I wondered if you would be strong enough to shed your feeling, right there in front of us. I wondered if I would be strong enough. But we have to let go + release even the best human memories. Like your mother. Like you + me, after the burgers. Remember how we walked up the ramp of the visitors’ center in Salt Lake to the planetarium the Mormons painted there? We sat on the benches + peered up at the planets + you said, “I feel like an alien on earth, Do you ever feel like an alien?” So I explained about our vessels, how our souls drove them like cars until they were jalopies + how Bo would open the Gate for our souls to go weightless + level up. You’d heard so many explanations in your life you were skeptical. But your backpack was heavy, so heavy + confusing, wasn’t it? The next morning, you showed up for our meeting in the hotel conference room. Then you went to that phone booth + looked up the name we told you + wrote down the place Darwin had written in the margin + came the next morning, to a field outside of town, where our van idled. You said, “I want to walk through the door of my life.” Bo said, “This way.”
But you came with Rocket on a leash. You had to leave him.
He chased the van until we got on the highway. You wept so much your facepart looked wet.
See, Leah, I do it too. Human love is remembering + remembering is the weight that will keep us here, on this dying planet.
In the foyer, I watched you shake your head no. Suddenly, I felt warm in my chest, the way gas in the universe collapses together + forms a hot star out of nothing.
Your mother broke down. She shot exhaust from her mouthpart. Then she dropped the cake on the front step. Bo closed the door + turned the lock + I could hear her crying when we began to clap.
Leah,
Can I tell you something? When I was seventeen, I thought maybe I was Jesus. I created my own religion where the saints were the animals of my block. I believed the clouds of feeding sparrows were the face of God. I composed psalms for the squirrels on my clarinet. At this time, I slept in the basement of my father’s house, a house in a neighborhood of bullies, + one night a gray tomcat came to my window. His emerald eyes transfixed me. I let him crawl into bed, where he worked the blankets on top of me + curled into sleep, his purr a throaty rumble. This was my holy visitation.

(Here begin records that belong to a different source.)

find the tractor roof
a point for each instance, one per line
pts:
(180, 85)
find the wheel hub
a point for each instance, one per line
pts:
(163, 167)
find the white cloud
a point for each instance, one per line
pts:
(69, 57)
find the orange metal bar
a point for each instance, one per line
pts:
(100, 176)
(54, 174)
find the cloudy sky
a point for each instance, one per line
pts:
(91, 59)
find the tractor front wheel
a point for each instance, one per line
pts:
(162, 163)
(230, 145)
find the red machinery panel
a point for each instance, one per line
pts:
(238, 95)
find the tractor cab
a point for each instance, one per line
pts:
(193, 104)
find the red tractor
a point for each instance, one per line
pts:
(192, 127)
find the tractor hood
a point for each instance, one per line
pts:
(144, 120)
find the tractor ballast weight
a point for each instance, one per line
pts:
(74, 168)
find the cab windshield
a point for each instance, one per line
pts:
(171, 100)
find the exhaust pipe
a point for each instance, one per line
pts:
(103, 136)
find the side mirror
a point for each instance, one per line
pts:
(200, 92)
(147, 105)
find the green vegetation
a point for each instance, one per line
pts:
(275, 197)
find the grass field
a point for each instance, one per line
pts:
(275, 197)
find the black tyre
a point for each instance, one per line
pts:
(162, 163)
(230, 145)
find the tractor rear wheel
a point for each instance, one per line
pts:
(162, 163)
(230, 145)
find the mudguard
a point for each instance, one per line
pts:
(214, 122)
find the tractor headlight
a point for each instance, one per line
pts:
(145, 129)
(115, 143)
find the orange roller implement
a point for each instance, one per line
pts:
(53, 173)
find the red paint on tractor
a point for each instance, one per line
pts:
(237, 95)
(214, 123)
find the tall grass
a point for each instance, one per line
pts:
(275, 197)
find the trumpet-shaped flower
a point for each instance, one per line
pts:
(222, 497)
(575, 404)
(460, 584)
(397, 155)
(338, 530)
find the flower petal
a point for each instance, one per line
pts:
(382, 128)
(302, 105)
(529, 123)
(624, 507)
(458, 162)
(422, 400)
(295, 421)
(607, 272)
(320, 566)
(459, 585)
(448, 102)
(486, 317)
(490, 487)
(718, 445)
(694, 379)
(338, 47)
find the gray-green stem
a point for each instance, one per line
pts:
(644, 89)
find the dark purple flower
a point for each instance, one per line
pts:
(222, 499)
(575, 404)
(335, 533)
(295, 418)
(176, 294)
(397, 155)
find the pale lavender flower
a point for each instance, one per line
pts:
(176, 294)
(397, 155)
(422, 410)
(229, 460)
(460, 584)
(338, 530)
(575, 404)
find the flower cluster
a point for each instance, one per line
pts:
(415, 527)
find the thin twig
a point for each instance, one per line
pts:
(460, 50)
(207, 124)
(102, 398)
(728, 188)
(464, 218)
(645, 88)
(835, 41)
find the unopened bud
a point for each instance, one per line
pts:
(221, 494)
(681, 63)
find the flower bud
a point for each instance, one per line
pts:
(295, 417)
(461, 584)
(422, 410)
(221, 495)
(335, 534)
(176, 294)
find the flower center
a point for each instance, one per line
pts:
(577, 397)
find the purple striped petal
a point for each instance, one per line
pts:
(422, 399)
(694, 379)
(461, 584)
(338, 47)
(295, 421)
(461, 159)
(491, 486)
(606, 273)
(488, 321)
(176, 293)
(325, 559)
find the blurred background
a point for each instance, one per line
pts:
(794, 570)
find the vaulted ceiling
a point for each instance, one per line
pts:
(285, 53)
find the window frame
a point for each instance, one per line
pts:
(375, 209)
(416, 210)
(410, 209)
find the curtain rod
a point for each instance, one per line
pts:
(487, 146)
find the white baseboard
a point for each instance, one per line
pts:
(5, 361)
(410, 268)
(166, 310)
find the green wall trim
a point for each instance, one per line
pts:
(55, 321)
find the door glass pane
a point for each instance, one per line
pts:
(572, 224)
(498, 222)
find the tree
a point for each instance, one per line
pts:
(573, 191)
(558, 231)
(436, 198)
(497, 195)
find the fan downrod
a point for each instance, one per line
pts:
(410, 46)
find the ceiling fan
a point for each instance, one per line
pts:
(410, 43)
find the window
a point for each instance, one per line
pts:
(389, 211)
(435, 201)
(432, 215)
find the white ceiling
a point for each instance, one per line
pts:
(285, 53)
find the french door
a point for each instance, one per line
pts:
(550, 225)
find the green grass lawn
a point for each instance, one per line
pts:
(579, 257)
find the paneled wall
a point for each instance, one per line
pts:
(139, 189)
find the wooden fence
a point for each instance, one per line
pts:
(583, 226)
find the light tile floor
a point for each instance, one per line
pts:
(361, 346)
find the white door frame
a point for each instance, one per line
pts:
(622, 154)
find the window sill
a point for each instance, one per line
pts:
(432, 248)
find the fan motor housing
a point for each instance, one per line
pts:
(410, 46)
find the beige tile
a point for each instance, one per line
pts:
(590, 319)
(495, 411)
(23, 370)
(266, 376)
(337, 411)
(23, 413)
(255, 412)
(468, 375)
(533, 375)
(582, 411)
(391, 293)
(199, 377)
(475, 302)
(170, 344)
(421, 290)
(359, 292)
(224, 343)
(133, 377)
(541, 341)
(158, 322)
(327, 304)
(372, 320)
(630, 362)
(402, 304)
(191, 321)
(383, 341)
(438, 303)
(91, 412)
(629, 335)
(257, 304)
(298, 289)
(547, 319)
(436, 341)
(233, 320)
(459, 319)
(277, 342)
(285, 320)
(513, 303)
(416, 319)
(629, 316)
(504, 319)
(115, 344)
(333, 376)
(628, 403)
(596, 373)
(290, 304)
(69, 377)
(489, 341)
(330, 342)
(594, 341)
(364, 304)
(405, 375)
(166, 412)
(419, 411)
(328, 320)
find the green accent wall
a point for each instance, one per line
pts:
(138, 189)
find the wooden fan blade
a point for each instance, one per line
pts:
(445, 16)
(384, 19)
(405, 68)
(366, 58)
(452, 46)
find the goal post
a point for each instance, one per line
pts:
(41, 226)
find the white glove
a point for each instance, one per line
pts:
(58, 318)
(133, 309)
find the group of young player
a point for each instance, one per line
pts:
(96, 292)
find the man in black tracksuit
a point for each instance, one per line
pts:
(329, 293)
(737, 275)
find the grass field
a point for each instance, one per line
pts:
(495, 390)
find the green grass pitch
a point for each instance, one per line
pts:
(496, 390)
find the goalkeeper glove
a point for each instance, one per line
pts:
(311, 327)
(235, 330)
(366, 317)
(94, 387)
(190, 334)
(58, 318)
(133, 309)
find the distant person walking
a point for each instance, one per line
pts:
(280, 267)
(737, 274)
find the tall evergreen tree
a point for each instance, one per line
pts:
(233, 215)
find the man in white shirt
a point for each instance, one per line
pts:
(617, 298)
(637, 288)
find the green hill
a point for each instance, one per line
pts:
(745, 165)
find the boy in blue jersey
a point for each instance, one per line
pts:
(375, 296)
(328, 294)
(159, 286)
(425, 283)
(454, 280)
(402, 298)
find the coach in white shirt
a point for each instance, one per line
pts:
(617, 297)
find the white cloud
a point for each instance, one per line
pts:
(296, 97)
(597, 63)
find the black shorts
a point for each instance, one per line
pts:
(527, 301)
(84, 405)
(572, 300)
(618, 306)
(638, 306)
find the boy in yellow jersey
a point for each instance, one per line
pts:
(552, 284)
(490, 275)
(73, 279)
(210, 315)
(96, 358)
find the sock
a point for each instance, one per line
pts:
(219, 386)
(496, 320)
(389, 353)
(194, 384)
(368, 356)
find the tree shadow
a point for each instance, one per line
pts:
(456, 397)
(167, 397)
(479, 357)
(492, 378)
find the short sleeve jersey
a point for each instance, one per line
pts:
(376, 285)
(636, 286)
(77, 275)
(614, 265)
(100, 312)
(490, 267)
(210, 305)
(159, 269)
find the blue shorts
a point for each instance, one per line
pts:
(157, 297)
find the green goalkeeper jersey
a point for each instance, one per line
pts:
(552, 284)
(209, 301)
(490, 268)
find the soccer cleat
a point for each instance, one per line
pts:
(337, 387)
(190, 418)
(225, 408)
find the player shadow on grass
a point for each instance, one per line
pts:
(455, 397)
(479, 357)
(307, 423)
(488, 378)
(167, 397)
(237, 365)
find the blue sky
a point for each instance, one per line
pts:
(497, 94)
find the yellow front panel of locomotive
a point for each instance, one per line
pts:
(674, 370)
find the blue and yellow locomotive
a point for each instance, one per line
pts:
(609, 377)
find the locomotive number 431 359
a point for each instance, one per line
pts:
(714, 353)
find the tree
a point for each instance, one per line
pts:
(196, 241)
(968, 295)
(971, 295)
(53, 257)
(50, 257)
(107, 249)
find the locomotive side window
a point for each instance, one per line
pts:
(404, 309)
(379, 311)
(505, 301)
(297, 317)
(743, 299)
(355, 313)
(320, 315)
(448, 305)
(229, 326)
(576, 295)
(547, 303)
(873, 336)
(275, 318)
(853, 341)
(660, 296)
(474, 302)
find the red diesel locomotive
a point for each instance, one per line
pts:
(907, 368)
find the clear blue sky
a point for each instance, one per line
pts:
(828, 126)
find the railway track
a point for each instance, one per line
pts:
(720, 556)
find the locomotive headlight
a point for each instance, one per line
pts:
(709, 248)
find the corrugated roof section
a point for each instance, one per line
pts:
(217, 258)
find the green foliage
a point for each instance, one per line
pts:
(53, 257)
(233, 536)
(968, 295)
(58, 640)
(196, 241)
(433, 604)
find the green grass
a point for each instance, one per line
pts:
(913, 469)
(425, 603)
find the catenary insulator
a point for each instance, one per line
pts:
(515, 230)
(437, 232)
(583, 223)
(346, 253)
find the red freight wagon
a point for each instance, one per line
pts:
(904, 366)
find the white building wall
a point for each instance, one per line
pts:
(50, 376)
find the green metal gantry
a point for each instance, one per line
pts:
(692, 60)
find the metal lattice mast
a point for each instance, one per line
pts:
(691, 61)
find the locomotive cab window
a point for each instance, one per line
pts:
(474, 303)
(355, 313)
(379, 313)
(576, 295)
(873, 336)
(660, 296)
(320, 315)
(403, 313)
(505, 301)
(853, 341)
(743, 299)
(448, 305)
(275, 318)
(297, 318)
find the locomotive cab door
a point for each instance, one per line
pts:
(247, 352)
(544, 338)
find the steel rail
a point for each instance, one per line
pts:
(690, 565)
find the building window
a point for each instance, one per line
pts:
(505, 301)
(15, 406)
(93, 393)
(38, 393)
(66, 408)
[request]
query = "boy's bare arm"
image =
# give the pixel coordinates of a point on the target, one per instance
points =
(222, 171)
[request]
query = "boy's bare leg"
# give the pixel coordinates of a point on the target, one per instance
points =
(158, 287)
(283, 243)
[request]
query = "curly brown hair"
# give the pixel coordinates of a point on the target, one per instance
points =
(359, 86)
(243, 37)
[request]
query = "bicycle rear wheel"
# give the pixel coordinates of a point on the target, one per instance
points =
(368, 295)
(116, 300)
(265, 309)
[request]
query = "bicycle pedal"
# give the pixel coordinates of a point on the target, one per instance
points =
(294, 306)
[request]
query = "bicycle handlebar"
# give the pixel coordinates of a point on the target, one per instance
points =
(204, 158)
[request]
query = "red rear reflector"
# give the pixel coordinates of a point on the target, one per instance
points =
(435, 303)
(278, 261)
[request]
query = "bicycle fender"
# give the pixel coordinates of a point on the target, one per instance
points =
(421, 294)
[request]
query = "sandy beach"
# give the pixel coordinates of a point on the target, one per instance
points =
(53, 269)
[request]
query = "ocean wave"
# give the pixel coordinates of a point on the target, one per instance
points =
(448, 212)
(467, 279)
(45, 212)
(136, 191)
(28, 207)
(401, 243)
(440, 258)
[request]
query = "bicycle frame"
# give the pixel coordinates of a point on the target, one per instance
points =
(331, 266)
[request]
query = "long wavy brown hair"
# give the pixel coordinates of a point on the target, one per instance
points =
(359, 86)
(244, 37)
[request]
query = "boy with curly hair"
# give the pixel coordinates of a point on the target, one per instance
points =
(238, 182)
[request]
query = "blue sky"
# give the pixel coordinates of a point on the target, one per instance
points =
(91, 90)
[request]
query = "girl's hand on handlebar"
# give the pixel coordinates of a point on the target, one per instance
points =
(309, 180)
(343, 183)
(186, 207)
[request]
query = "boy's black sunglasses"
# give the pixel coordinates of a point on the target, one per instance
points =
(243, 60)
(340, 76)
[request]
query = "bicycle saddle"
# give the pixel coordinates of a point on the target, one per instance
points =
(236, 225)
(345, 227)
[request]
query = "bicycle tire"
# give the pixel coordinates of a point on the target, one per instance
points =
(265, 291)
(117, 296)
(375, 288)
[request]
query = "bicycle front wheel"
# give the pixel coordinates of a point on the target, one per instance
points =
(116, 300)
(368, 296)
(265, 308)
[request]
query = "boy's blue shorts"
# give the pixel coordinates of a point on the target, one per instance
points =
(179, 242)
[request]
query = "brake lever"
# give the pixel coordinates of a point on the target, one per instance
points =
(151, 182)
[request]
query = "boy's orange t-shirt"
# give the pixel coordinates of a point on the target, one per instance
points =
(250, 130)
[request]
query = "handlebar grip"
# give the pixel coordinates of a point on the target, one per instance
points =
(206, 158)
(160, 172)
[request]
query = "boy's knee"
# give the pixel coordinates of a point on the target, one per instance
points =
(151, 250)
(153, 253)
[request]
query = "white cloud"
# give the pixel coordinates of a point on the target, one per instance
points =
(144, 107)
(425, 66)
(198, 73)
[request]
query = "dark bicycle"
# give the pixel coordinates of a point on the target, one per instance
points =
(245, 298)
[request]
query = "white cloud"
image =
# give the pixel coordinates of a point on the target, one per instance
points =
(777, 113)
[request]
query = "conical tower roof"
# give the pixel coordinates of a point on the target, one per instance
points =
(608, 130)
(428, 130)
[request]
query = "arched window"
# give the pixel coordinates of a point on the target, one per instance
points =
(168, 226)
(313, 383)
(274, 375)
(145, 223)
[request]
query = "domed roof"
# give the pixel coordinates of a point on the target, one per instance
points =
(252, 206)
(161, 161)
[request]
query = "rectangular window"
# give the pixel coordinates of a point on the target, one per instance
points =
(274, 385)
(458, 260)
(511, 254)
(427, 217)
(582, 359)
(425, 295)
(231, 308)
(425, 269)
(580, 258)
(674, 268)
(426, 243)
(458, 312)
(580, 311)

During school, a new Bible wrote itself in the close-ruled pages of my notebook.
Then one night, I found the tomcat at my window, dazed + bloody, one ear blown away to pink tissue. Bits of a firecracker’s red paper wrapper lay matted in his fur. He pressed against the window screen but refused to come in, refused to let me touch him. He had come to me to die. Have you ever watched something surrender its vessel, Leah? I vigiled for two days with water + food that this tomcat didn’t eat until, finally, his brilliant eyes shallowed + I was inconsolable, just like you were with Rocket. I saw that our skin is an envelope, ready to be opened. My father thought I’d lost my mind. He called my mother in Phoenix for help. She asked to speak to me. “I have died for the smallest things,” I told her. “Put your father back on the phone,” she said.
I knew that the next time I found God, I would go with him when he ascended.
I told myself I would not feel anything today + then your mother came + now I feel again. All these possible worlds — every place, every person, is a planet, charging with life.
Leah,
It was midnight + tomb-time when I heard your steps outside. I rose from my bunk, peeled a corner of tinfoil from the laundry room window + saw you, at the end of the concrete path, past the tennis court + the dumpster, at the edge of the pool. I thought you were about to dive in, all dressed. But you stood still while the lights from under water — Bo liked to keep the pool lights on as a beacon for the ship — skittered across your body.